Fonte: MF Dow Jones (Italiano)

Mario Draghi gioca una sua carta anche in Cassa Depositi e Prestiti. È un uomo di diretta conoscenza del premier, Dario Scannapieco, a essere stato designato ieri per ruolo di amministratore delegato di Cdp in sostituzione di Fabrizio Palermo. Confermato invece alla presidenza (espressione delle fondazioni bancarie) Giovanni Gorno Tempini. 

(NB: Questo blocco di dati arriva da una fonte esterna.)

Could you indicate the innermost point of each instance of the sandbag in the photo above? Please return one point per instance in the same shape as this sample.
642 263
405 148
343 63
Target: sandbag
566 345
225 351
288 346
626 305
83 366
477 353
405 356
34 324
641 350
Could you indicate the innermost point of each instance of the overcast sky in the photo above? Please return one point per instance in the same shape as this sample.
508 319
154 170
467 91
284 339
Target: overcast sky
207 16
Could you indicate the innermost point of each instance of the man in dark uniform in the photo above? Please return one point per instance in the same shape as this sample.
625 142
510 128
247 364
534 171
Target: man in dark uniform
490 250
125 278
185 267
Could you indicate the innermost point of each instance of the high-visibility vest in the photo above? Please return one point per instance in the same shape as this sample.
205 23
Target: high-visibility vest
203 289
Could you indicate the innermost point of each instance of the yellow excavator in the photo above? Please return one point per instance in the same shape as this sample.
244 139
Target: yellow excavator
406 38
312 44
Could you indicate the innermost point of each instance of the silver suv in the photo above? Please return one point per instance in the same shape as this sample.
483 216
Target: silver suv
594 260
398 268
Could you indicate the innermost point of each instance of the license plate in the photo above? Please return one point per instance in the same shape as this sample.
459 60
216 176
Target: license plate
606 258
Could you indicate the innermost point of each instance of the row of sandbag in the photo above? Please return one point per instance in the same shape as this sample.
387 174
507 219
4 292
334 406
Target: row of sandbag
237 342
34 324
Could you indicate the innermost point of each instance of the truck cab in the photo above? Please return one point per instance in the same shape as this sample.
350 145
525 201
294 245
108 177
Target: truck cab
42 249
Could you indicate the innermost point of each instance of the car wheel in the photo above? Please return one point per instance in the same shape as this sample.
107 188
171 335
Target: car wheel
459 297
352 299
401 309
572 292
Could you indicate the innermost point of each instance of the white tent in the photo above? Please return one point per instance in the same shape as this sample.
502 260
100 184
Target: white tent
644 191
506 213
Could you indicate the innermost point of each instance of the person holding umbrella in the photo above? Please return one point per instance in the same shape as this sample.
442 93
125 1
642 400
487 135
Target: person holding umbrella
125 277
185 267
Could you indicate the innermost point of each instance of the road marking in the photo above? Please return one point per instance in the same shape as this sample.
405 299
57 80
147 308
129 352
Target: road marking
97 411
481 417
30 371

Gli altri membri del board espressione del ministero dell’Economia sono Fabiana Massa Felsani, Anna Girello Garbi, Giorgio Toschi, Livia Amidani Aliberti, Fabrizia Lapecorella. Mentre per le fondazioni oltre al presidente sono stati confermati Matteo Melley e Alessandra Ruzzu. «Il ministero dell’Economia e delle Finanze intende esprimere un sentito ringraziamento all’amministratore delegato Fabrizio Palermo e ai consiglieri uscenti per il prezioso lavoro svolto e il rilevante apporto al raggiungimento degli importanti risultati ottenuti in questi anni», si legge nel comunicato del Mef. Scannapieco arriva dopo quasi 15 anni di lavoro alla Banca Europea degli Investimenti. Come accennato, è legato da una conoscenza di vecchia data a Draghi, che nel 1997, quando era direttore generale del Tesoro, lo chiamò come consulente per le privatizzazioni. Poi fu Giulio Tremonti, in veste di ministro dell’Economia, a volerlo ala guida della direzione Finanza e Privatizzazioni del Tesoro. 

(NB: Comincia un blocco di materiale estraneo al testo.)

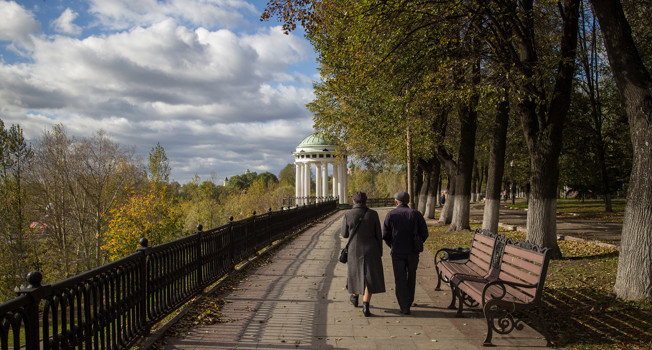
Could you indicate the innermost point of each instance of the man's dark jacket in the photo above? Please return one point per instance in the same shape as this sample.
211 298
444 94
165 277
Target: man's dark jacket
398 229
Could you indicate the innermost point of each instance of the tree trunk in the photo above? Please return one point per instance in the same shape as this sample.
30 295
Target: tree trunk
410 190
543 124
491 213
425 184
634 277
446 215
433 195
474 181
464 169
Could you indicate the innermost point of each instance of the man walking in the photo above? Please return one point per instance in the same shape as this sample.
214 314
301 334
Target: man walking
398 232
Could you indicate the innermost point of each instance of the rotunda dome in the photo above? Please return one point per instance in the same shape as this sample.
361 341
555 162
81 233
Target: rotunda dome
316 142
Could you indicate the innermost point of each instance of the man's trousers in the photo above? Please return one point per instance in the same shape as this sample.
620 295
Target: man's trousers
405 277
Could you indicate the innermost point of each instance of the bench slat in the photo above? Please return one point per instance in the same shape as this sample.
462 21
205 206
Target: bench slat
517 274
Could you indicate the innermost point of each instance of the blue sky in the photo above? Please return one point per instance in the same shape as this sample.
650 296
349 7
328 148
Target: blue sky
219 89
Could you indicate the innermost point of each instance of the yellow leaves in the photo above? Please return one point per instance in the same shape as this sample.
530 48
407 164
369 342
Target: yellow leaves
148 213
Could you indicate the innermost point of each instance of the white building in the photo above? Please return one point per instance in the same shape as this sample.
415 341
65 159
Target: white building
318 151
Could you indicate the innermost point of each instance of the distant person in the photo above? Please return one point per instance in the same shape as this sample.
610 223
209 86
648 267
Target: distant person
398 232
365 266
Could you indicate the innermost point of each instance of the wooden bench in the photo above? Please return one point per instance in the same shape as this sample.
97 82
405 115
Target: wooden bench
512 292
482 257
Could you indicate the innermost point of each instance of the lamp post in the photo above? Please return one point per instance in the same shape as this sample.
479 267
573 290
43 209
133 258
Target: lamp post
511 165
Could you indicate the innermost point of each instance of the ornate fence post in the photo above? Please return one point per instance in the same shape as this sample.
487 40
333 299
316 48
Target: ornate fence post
36 292
143 302
199 255
269 226
252 234
232 242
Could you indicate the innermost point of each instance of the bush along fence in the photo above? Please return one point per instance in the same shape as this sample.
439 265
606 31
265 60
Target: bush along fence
371 202
115 305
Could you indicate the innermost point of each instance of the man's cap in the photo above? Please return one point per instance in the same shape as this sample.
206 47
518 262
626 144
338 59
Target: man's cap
402 197
360 197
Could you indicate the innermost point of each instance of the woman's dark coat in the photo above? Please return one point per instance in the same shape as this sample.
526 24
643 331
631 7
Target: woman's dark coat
365 266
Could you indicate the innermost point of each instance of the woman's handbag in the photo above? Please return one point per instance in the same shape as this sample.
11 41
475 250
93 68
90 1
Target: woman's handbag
344 254
418 242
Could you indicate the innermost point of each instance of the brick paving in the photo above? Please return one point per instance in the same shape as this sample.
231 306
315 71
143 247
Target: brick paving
299 301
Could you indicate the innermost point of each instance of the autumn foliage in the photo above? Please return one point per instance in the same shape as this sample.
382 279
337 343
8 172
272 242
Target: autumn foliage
149 213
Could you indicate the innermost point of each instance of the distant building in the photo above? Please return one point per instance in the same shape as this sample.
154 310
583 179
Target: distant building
317 150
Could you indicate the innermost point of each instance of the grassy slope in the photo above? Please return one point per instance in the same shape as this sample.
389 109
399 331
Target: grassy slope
581 312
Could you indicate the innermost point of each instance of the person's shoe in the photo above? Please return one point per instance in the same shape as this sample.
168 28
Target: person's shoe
365 309
354 300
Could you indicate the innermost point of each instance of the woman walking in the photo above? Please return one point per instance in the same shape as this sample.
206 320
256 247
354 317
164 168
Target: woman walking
365 267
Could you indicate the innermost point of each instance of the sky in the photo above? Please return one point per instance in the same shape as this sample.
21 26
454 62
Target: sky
220 90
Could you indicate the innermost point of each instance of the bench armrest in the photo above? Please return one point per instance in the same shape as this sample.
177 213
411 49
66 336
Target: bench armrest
503 288
447 252
461 277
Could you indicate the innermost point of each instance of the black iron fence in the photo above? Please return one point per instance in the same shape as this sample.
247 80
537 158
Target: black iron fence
371 202
113 306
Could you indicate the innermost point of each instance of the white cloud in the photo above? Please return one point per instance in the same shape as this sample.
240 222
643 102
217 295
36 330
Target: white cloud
17 25
123 14
218 100
64 24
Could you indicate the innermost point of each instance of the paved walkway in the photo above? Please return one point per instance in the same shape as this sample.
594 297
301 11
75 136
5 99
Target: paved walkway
299 300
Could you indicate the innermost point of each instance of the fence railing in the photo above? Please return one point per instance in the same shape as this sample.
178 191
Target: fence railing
371 202
115 305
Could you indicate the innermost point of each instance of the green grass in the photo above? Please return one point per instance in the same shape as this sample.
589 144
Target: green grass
580 311
586 209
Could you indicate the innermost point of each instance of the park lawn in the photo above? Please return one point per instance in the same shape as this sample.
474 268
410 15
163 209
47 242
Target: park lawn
586 209
581 312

Ora il manager ha davanti a sé diverse sfide, a partire dalla gestione del nuovo strumento voluto dal governo per investire nelle grandi imprese, ossia Patrimonio Destinato, fino alle partite rete unica e Autostrade per l’Italia. Quanto a Patrimonio Destinato, sarà cruciale far decollare in fretta lo strumento, che sta per diventare operativo, perché una delle linee di intervento è quella per le aziende in crisi a causa del Covid, in deroga agli aiuti di Stato, che sarà attiva solo fino a fine anno. Ma Patrimonio Destinato potrà intervenire anche in aziende sane di settori strategici con prospettive di sviluppo e in società in temporaneo squilibrio che necessitano di turnaround. Un nodo complesso da sbrogliare sarà poi quello della rete unica, da realizzare mettendo insieme le infrastrutture in fibra di Tim con quelle di Open Fiber, di cui Cdp avrà il 60% dopo il recente accordo con Enel. Al momento il quadro non è chiaro anche perché il ministro per la Transizione Digitale Vittorio Colao non sembra particolarmente attaccato al progetto, caldeggiato dal precedente esecutivo, e pare puntare molto sui bandi per cablare il Paese. 

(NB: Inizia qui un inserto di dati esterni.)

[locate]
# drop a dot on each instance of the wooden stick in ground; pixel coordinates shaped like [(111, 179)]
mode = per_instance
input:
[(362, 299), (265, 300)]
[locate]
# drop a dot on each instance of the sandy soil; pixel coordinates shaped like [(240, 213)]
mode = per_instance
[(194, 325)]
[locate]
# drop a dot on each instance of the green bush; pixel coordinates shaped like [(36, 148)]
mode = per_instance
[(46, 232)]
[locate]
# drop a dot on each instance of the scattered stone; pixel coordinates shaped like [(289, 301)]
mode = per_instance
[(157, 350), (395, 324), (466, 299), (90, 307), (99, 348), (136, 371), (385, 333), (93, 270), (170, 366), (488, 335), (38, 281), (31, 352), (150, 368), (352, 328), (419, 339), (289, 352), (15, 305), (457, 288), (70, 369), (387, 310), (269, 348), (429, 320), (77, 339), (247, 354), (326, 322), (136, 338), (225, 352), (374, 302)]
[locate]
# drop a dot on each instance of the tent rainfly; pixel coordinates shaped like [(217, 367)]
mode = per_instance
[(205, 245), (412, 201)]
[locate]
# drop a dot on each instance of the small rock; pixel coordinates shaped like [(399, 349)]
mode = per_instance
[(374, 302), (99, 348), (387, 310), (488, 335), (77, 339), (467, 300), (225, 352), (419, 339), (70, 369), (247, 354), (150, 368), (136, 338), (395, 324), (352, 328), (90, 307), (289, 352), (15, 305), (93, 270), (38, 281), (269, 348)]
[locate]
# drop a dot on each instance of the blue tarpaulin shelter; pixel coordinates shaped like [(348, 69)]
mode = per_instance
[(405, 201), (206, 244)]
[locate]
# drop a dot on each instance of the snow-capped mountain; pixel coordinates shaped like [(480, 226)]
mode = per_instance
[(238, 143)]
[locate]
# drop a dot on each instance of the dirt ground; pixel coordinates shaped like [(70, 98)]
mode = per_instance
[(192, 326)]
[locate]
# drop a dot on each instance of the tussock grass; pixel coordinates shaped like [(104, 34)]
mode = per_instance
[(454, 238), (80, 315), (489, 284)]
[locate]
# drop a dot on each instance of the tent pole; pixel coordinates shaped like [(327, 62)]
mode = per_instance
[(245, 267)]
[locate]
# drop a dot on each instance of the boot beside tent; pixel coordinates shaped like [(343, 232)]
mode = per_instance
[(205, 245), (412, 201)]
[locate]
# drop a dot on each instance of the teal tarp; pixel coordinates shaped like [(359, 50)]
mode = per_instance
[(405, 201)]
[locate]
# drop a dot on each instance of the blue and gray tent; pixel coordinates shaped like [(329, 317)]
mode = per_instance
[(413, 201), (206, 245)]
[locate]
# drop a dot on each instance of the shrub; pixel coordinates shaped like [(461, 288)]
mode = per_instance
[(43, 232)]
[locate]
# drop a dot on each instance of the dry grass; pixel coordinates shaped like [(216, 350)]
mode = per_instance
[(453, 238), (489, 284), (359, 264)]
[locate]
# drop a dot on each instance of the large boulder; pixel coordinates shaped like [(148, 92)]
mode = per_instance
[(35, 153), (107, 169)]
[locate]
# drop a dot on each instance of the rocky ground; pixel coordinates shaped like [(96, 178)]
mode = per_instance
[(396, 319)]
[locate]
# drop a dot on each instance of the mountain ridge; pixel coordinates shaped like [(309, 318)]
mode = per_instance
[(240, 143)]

, secondo gli analisti, l’insediamento di un nuovo ceo in Cdp potrebbe rallentare ancora di più il progetto della rete unica Infine c’è la partita Autostrade per l’Italia. La parte più dura del lavoro è stata portata a termine da Palermo, che ha condotto la dura negoziazione con la controllante Atlantia, la cui assemblea il prossimo 31 maggio è convocata per esprimersi sull’offerta di Cdp, Blackstone e Macquarie per rilevare l’88% di Aspi.